For decades, scientists have assumed that the brain circuitry for social behavior has developed over millions of years of evolution and is hardwired at birth. Based on this view of human development, we all start life with the same basic brain wiring, and our uniqueness is built upon that common biological foundation.
That assumption is challenged in a paper released Monday by neuroscientist Lisa Feldman Barrett, who suggests that babies are not born with the circuitry for social behavior. Instead, that circuitry is created during infancy and childhood as the brain wires itself in response to caregivers, culture, and social environment.
“The infant brain is not a miniature adult brain; it needs wiring instructions from the world,” said Barrett, a University Distinguished Professor of Psychology at Northeastern.
The paper, which was co-authored with Barrett’s postdoctoral fellow, Shir Atzil, and researchers from Hebrew University in Jerusalem and the Cedars-Sinai Medical Center in Los Angeles, was published in the journal Nature Human Behaviour.
The paper lays out a new framework for understanding social behavior, which Barrett said could represent a paradigm shift in the field of developmental neuroscience.
“It’s not a single hypothesis, but a whole framework that guides the questions researchers ask, the experiments they perform, and how they interpret data,” she said. “We’re replacing the old framework with a new one that has new and better questions.”
This new framework could have far-reaching implications.
For example, it asserts that human brain circuitry is not identical. The microwiring in each brain is created in response to experiences during infancy and childhood. So a child’s brain will develop differently depending on how attentive her parents are, whether she lives in poverty, and which culture she grows up in.
“Empirical evidence suggests that not all mental and social capacities are universal and deep cultural differences exist between groups,” the authors write. “Emotional and social concepts are environmentally constructed in each culture, and these cultural differences become biologically embedded in brain structure.”
This leads to another significant implication—that childrearing and early childhood experiences are more important than we thought. Not only do early experiences shape our personality and values; they also create the wiring that will govern our perception of the world far into adulthood.
Barrett emphasized that even in the new framework, there are significant commonalities in human brains, regardless of geographic location and social position. One key is that the quality of early life experiences plays a much larger role than commonly thought in the adult health of individuals.
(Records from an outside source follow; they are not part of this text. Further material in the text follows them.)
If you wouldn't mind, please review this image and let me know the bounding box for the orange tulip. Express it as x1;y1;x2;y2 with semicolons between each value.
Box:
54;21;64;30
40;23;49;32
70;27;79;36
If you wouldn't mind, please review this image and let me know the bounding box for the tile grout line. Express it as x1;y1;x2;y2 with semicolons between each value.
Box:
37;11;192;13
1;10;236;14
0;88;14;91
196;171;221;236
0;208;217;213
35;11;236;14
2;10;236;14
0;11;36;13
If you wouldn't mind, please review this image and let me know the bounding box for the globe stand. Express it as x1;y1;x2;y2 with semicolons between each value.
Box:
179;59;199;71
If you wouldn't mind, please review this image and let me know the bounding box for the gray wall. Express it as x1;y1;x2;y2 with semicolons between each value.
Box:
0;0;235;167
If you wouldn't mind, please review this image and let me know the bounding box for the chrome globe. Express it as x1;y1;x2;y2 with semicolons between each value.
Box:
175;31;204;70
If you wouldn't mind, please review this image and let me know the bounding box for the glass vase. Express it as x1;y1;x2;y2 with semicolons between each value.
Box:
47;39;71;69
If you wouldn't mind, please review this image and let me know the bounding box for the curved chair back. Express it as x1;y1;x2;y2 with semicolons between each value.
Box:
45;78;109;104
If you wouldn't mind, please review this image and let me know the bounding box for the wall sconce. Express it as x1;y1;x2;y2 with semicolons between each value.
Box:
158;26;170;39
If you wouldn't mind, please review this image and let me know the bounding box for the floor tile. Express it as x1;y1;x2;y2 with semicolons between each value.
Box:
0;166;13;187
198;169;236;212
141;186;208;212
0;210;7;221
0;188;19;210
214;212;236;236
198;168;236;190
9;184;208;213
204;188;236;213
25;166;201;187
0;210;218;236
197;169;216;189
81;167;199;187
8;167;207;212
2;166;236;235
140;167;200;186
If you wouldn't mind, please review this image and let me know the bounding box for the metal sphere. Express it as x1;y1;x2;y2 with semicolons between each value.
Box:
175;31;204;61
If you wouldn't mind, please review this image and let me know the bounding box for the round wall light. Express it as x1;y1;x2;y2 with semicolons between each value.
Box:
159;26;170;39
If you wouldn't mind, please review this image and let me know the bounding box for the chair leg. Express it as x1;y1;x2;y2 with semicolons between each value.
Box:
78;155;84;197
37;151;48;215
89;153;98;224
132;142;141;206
“We’re not all snowflakes,” she said, referring to the notion that no two are alike. “Were more like houses; we can only weather strong storms if we’re built on a solid foundation.”
Growing a social brain
Barrett and her co-authors base their theory on an extensive review of existing research in the fields of brain imaging, brain development, and the neurobiology of social development in animals.
“Taken together, these lines of research [indicate] that the idea we are prewired for social bonding is not well supported by empirical evidence, and there is a need for an alternative theoretical framework,” said Barrett.
This new framework still credits evolution with imbuing the newborn brain with several universal qualities. First is the extraordinarily long time that infants remain dependent on their caregivers. This, in turn, results in a powerful biological incentive for the infant to become attached to those caregivers so they can learn how to survive in the complex social world more effectively.
At the center of this biological survival instinct is a process called allostasis: a sort of biological efficiency that must be achieved in order to survive in a gamut of stressful situations. Allostasis rewards behavior that replenishes energy and, in response to stressors, allocates those resources efficiently. During early development, infants rely on caregivers to maintain allostasis for them by providing the proper food, temperature, and social contact.
Barrett contends that the brain’s primary function is not thinking, but anticipating the needs of the body and meeting those needs before they arrive. This is how allostasis is maintained efficiently.
“Your brain is running a budget for your body,” she said. “Instead of budgeting money, it’s allocating resources like water, salt, and glucose. You can think of your brain as your body’s chief financial officer, moving resources around to achieve the best results.”
Because infants are incapable of doing any of these things on their own, they are entirely dependent on their caregivers. Their survival depends on forming close bonds with those caregivers and eventually learning their way of perceiving and functioning in the world.
As we grow into more independent social beings, maintaining allostasis becomes far more complex and requires a highly sophisticated social brain.
“Humans can never bear their allostatic burden on their own,” said Barrett. “We help each other manage our body budgets, friend to friend, parent to child, partner to partner.”
In the highly interdependent world of humans, no one is an island. To thrive, we need a highly sophisticated social brain, she concludes.
The authors suggest that their new framework for human development has potential implications for understanding health, mental illness, education, and more.
“Early infancy is a critical time for establishing the biology of a healthy mind,” said Barrett. “You’re not born with a social brain—you grow one.”